Your role as an investor is not only essential in addressing this major challenge, but vital in relation to climate refugees, both for present and future generations.
Just as a river is made up of billions of drops of water, the impact of the economic activity on our environment is the sum total of a multitude of economic choices. 40% of the companies listed on stock markets (excluding the financial sector) are responsible for 75% of CO2 emissions worldwide. Both individual and professional investors are therefore extremely well-placed to tip the balance in favour of a more sustainable economy.
The fight to reduce the carbon footprint of our economies must be carried out in a cross-sectoral and rigorous way. The sectors that are doing most harm to the planet are well known: Energy, Mining, Utilities such as the distribution of water, gas or electricity, Transport, Automobile and Chemicals. But each sector requires a very rigorous analysis of the whole value chain. And each business should be the subject of a specific analysis: for instance, banks funding polluting activities must be excluded from a sustainable portfolio. Investors will therefore realise that a comprehensive company analysis from a climate change perspective requires very specific skills, and the choice of a sustainable investment depends first and foremost on the quality of the screening conducted by experienced professionals.
As part of the management of our sustainable funds (SRI) we apply a “Best-in-Class" approach, which involves selecting the "best players" in each sector, i.e. companies that exhibit the most successful credentials in the fight to reduce greenhouse gas emissions. In extending this reasoning to sectors such as Energy – which consist in polluting companies, but are essential to the proper functioning of the economy – we systematically favour companies in the specific sector of energy efficiency. The fact that our approach has remained unchanged during the recent fall in the price of fossil fuels demonstrates the strength of our commitment in this area. While renewable energies have temporarily become less competitive than fossil fuels, the Green growth trend remains strong in the long run and is supported by regulatory developments around the world.

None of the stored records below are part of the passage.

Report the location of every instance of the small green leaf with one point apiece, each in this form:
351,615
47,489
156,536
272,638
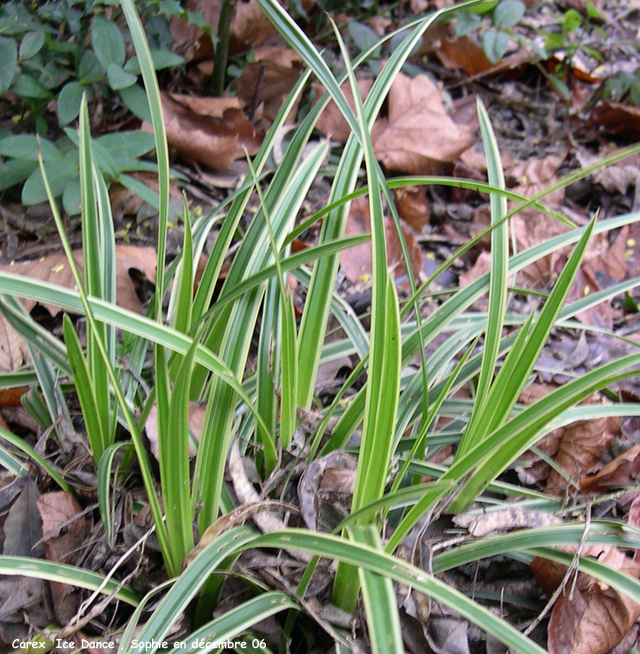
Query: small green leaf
71,197
107,42
364,37
15,171
124,146
28,87
161,59
571,21
136,100
8,62
634,92
560,87
554,42
396,42
31,44
118,78
60,172
466,23
25,146
592,12
53,75
69,102
483,7
494,45
90,69
508,13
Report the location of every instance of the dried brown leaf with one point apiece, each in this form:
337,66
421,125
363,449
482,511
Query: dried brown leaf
462,53
504,520
356,261
618,118
213,131
620,472
594,618
55,269
581,448
65,529
419,137
196,413
413,206
13,349
268,80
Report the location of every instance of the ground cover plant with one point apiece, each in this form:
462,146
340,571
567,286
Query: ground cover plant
233,503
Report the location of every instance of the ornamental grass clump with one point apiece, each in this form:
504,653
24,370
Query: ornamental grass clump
201,348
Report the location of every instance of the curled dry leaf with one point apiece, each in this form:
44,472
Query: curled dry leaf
620,472
356,261
213,131
266,81
413,207
504,520
618,118
196,413
581,448
332,473
462,53
594,618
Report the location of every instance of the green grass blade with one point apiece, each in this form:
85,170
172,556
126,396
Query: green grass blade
241,618
86,392
379,598
181,314
105,502
162,150
65,574
498,280
520,362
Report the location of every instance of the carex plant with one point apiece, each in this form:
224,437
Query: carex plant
201,341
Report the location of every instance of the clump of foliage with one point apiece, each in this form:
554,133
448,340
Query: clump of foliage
53,53
200,351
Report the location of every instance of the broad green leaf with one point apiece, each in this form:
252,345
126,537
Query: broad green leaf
27,86
107,42
571,21
8,63
118,78
161,59
90,70
85,389
71,197
15,171
127,145
136,100
466,23
60,173
31,44
364,37
483,7
25,146
69,102
379,598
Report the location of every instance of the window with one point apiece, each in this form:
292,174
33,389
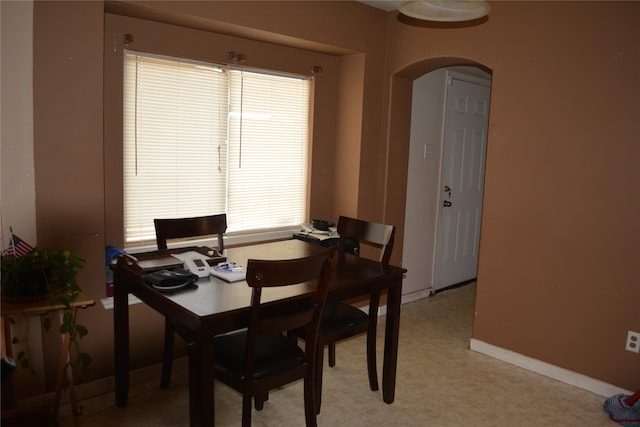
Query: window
203,139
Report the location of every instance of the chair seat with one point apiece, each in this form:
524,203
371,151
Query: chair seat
274,353
339,318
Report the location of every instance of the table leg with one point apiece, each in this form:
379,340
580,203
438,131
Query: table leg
121,341
394,297
201,381
64,374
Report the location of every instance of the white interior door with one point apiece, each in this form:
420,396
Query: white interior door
462,181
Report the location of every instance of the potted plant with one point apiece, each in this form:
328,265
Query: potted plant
45,274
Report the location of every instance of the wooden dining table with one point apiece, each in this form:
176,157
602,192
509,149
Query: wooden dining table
216,306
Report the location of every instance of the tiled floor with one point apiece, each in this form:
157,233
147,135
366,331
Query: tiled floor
440,383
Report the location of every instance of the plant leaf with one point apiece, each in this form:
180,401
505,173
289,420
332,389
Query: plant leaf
81,330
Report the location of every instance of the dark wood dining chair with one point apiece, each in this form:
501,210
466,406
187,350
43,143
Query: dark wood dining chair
184,228
261,358
342,320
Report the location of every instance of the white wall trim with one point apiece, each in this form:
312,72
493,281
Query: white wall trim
566,376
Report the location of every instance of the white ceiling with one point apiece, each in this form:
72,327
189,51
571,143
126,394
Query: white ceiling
387,5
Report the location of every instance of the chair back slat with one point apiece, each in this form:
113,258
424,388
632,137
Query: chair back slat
183,228
373,234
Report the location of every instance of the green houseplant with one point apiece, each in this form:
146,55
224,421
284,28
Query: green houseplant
46,274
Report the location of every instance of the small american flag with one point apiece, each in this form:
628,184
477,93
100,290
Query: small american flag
18,247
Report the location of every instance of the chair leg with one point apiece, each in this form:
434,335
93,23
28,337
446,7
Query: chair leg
318,378
246,410
167,360
309,409
372,367
332,354
259,401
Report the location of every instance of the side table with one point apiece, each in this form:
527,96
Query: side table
40,308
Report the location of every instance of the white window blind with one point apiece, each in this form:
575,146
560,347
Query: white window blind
200,139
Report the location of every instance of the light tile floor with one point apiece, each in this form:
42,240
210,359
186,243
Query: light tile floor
440,382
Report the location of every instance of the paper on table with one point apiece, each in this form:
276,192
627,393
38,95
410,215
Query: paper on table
235,275
307,230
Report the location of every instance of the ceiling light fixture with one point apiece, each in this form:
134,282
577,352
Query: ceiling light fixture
445,10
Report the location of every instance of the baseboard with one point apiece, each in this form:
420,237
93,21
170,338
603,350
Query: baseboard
138,376
543,368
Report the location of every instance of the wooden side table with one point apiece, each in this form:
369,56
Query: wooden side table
40,308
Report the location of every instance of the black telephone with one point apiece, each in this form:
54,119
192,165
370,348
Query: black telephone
170,280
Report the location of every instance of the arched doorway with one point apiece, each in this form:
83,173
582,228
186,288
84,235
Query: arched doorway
419,230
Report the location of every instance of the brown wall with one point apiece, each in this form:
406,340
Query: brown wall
559,258
558,247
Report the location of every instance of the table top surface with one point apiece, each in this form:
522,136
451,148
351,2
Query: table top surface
213,296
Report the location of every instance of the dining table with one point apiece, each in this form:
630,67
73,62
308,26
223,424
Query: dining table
215,306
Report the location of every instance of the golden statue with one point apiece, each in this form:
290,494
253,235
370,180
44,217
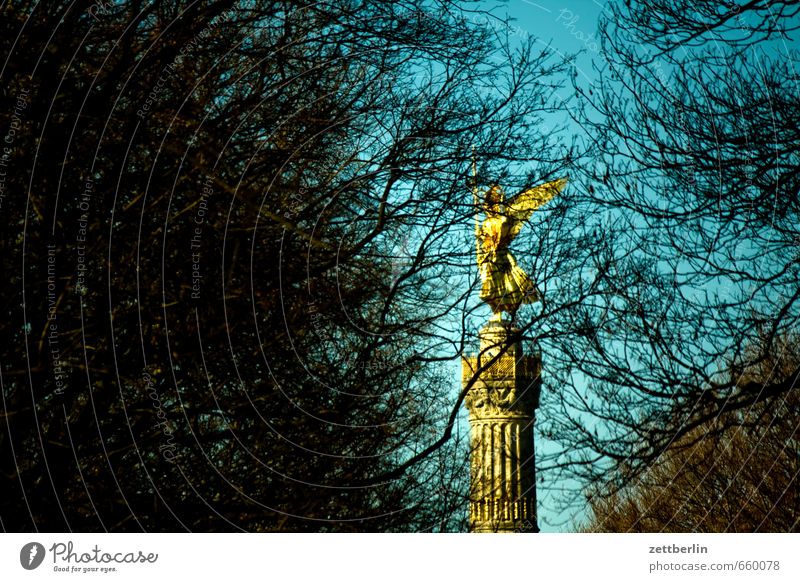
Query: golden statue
505,286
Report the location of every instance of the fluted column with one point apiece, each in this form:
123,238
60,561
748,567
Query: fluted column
501,404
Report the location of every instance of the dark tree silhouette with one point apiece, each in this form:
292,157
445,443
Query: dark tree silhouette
694,127
236,243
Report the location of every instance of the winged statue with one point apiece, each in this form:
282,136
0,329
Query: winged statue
504,285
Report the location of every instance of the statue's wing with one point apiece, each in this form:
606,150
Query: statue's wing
521,206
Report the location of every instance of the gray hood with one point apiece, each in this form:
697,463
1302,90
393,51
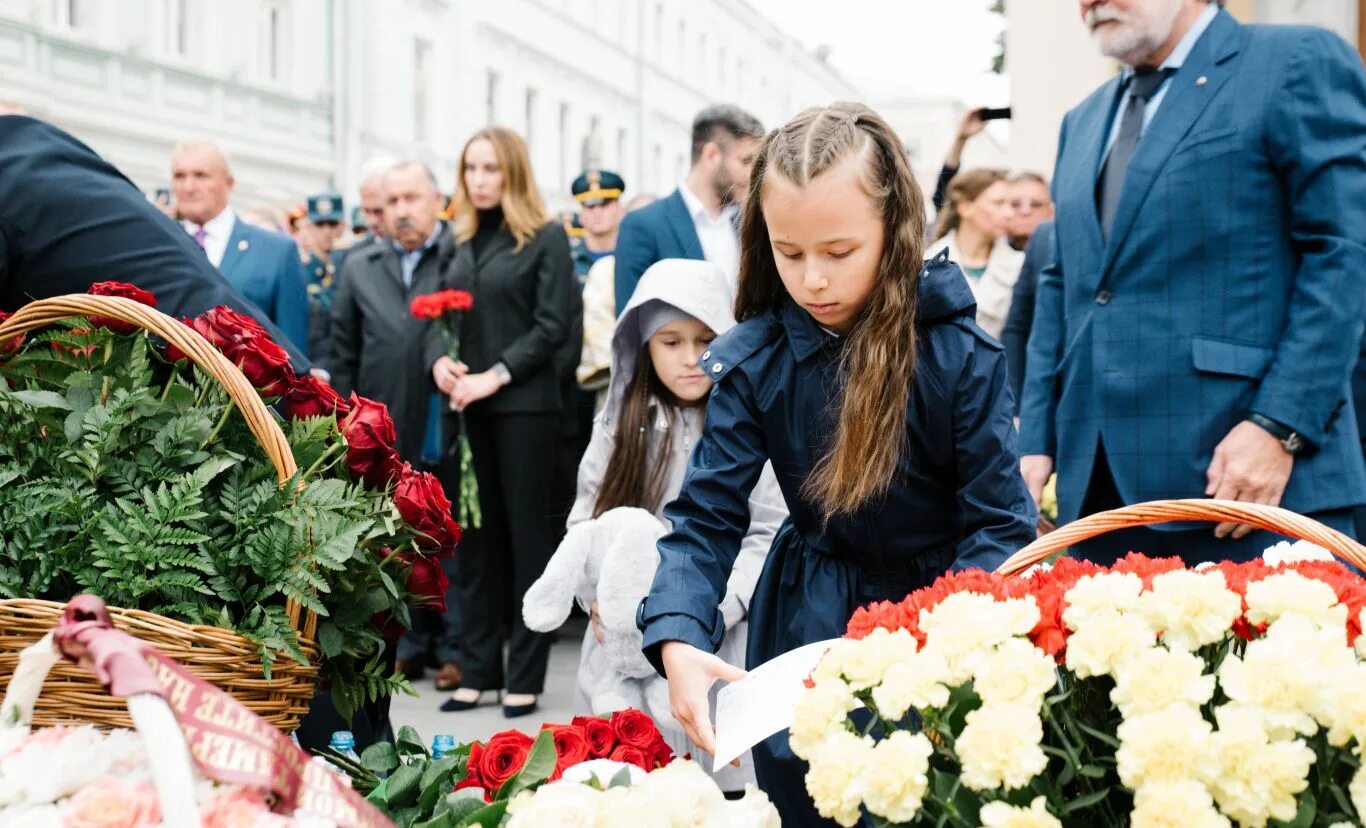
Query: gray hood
694,287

In an increasingly interconnected world, we would draw attention to several climate change-related themes: in addition to energy efficiency, we can mention the increasing scarcity of raw materials as a whole, demographic changes, health and well-being, as well as the development of new information and communication technologies which, among other things, help avoid many unnecessary journeys. These themes fall within our broad analytical framework, and prove to be particularly promising in a long-term investment.